Author ORCID Identifier

https://orcid.org/0000-0002-9218-1624

Semester

Spring

Date of Graduation

2026

Document Type

Dissertation

Degree Type

PhD

College

Statler College of Engineering and Mineral Resources

Department

Lane Department of Computer Science and Electrical Engineering

Committee Chair

Kevin Bandura

Committee Member

Matthew Valenti

Committee Member

Natalia Schmid

Committee Member

David Graham

Committee Member

Maura McLaughlin

Abstract

Precise calibration of radio telescope beams and gains is a central requirement for 21 cm intensity mapping experiments, which aim to measure large scale cosmological structure through the redshifted emission line of neutral hydrogen. Bright astrophysical foregrounds dominate the sky at these frequencies, and separating them from the cosmological signal demands precise control over instrumental systematics, particularly the telescope beam and its frequency-dependent response. Existing aerial calibration sources are incoherent broadband emitters, detectable only as total power. They provide no direct phase information and suffer from poor sensitivity in low signal-to-noise regimes.
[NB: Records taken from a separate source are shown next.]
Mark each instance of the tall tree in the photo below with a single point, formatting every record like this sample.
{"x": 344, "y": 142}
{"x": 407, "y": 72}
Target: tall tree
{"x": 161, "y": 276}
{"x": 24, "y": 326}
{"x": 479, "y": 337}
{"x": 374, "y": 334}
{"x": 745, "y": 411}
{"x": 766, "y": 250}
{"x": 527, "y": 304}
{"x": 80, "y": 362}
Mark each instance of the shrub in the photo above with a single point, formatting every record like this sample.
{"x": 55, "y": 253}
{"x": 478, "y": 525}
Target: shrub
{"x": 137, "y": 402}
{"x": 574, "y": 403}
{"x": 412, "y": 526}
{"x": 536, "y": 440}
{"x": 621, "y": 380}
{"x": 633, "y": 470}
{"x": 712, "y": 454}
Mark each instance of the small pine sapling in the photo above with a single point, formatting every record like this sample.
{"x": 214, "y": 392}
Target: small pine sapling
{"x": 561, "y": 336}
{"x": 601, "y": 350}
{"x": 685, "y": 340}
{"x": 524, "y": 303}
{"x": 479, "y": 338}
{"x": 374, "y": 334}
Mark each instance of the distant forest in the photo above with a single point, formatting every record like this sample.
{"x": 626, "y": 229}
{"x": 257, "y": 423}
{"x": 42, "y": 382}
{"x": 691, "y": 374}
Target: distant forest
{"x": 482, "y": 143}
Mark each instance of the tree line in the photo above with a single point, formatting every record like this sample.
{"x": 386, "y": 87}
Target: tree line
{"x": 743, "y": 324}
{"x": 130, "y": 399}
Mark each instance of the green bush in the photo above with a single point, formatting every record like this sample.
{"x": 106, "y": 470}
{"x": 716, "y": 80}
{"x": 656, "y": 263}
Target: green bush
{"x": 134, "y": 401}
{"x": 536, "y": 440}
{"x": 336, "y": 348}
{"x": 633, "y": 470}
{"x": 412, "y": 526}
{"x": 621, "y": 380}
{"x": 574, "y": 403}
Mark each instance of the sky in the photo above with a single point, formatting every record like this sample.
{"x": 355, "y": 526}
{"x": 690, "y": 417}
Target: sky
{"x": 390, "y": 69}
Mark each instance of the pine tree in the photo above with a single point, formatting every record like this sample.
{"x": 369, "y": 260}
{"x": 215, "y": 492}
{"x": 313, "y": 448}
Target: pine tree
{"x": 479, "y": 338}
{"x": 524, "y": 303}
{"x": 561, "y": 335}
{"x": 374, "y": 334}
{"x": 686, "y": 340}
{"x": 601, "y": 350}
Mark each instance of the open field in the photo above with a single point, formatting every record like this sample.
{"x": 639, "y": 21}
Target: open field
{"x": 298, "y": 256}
We present the Precision Emitter for 21cm Array Coherent Calibration (PEACC), digitally synthesized wideband calibration source designed to address these limitations. The system generates 1.2 GHz-wide Gaussian noise, time-synchronized to a 1 pulse-per-second output from a GPS-disciplined oscillator, and is optimized for deployment on an aerial platform such as a drone. A dual-source architecture is employed: one unit is carried on the aerial platform while a second reference unit is connected directly to the radio data acquisition system. By correlating the received aerial signal against this local reference, the system enables simultaneous measurement of both amplitude and phase for each baseline of the interferometric array. This approach improves sensitivity in the low signal-to-noise regime and provides an independent cross-check of telescope-pair visibility phases. The system supports configurable band selection, allowing adaptation to a range of 21 cm intensity mapping telescopes.

We validated PEACC through anechoic chamber measurements and by integrating the source on a drone flown over a local radio dish testbed. In both settings, the correlated channel substantially outperformed the auto-correlation channel across all signal-to-noise regimes of interest, confirming the key advantage of the dual-source architecture. To our knowledge, this is the first published demonstration of a free-space coherent calibration signal synchronized only by clocks, the first deployment of such a source on a drone, and the first published beam measurements made with such a source. Given the growing interest in drone-based calibration for 21 cm arrays, this work establishes the feasibility of high-fidelity digital calibration for next-generation 21 cm instruments, and provides a practical path towards improved foreground control and beam calibration in future arrays.